Privacy advocates who once supported the USA Freedom Act were dismayed by its transformation into a consensus bill, which no longer prevented the NSA or FBI from warrantlessly sifting through international communications databases.
Some critics even argued that the USA Freedom Act in its final form would have expanded NSA authorities because of its vague wording about what constituted a “connection” between call records.
Ultimately, the USA Freedom Act failed to garner enough votes in the Senate, as opponents claimed that its passage would have left the country vulnerable to terrorist attacks.
Still, Pocan and Massie remain hopeful that a strong show of opposition may compel lawmakers to take action against portions of the PATRIOT Act, which are due for reauthorization on June 1. However, with Congress scheduled to be out of town after Memorial Day, the actual deadline is May 22.
Three provisions of the PATRIOT Act will expire on June 1, including the controversial Section 215, which the NSA has used to collect phone “metadata,” which includes details about who was called by whom and when each call took place. Snowden revealed that the NSA amassed a bulk collection of records about millions of Americans’ phone calls.
NSA critics have been hopeful that the impending June 1 deadline would be the appropriate time to strike against unpopular programs such as this one.
Privacy advocates such as the American Civil Liberties Union and the CATO Institute are expected to lobby heavily in support of reform.
Patrick Eddington, national security and civil liberties policy analyst for the libertarian think tank Cato Institute, declared, “All mass surveillance does is violate the rights and put a chilling effect on the American people.”
But NSA critics can expect to hear much of the same fear-mongering language from surveillance supporters that has been used against every NSA reform measure proposed in the last few years.
James Clapper, the director of national intelligence, said earlier this month, “If that tool [[surveillance] is taken away from us … and some untoward incident happens that could have been thwarted if we had had it, I hope that everyone involved in that decision assumes the responsibility.”
Similar sentiments were voiced by Ned Price, a spokesman for the president’s National Security Council, who claimed that abandoning the mass collection of domestic telephone data would deprive the country of a “critical national security tool.”

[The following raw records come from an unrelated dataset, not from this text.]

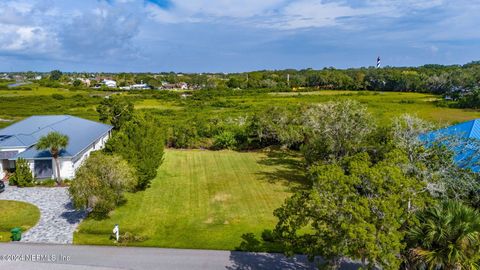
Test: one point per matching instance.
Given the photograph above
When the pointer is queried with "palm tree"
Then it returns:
(55, 142)
(446, 237)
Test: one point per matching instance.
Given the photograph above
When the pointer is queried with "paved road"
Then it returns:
(103, 258)
(58, 218)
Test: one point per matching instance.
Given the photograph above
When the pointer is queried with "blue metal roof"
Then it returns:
(81, 133)
(468, 130)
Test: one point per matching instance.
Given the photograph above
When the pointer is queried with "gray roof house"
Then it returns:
(18, 141)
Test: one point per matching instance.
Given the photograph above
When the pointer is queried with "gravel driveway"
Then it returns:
(58, 218)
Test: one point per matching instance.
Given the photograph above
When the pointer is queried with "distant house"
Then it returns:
(172, 86)
(18, 141)
(139, 86)
(110, 83)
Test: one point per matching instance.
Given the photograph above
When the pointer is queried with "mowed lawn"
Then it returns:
(203, 199)
(16, 214)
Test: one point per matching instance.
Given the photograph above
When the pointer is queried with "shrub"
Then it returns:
(225, 140)
(23, 175)
(100, 183)
(58, 96)
(141, 143)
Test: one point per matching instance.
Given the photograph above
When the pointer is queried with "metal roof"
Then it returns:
(81, 133)
(467, 130)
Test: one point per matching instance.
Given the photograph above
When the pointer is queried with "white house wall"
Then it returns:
(19, 150)
(68, 167)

“If Section 215 (of the law which covers the collection) sunsets, we will not continue the bulk telephony metadata program,” Price said. “Allowing Section 215 to sunset would result in the loss, going forward, of a critical national security tool that is used in a variety of additional contexts that do not involve the collection of bulk data.”
While U.S. officials have said metadata collection has been useful in important counter-terrorism investigations, Reuters notes that a review panel has found no breakthrough that could be attributed to the practice.
Meanwhile, Michael Davidson, a former top lawyer on the Senate Intelligence Committee, recently told the New York Times that regardless of how Congress acts, a legal loophole could enable uninterrupted surveillance in ongoing investigations.
The Times reported:
The law says that Section 215, along with another section of the Patriot Act, expires on “June 1, 2015, except that former provisions continue in effect with respect to any particular foreign intelligence investigation that began before June 1, 2015, or with respect to any particular offense or potential offense that began or occurred before June 1, 2015.”
“It was always understood that no investigation should be different the day after the sunset than it was the day before,” Davidson said. “There are important reasons for Congress to legislate on what, if any, program is now warranted. But considering the actual language of the sunset provision, no one should believe the present program will disappear solely because of the sunset.”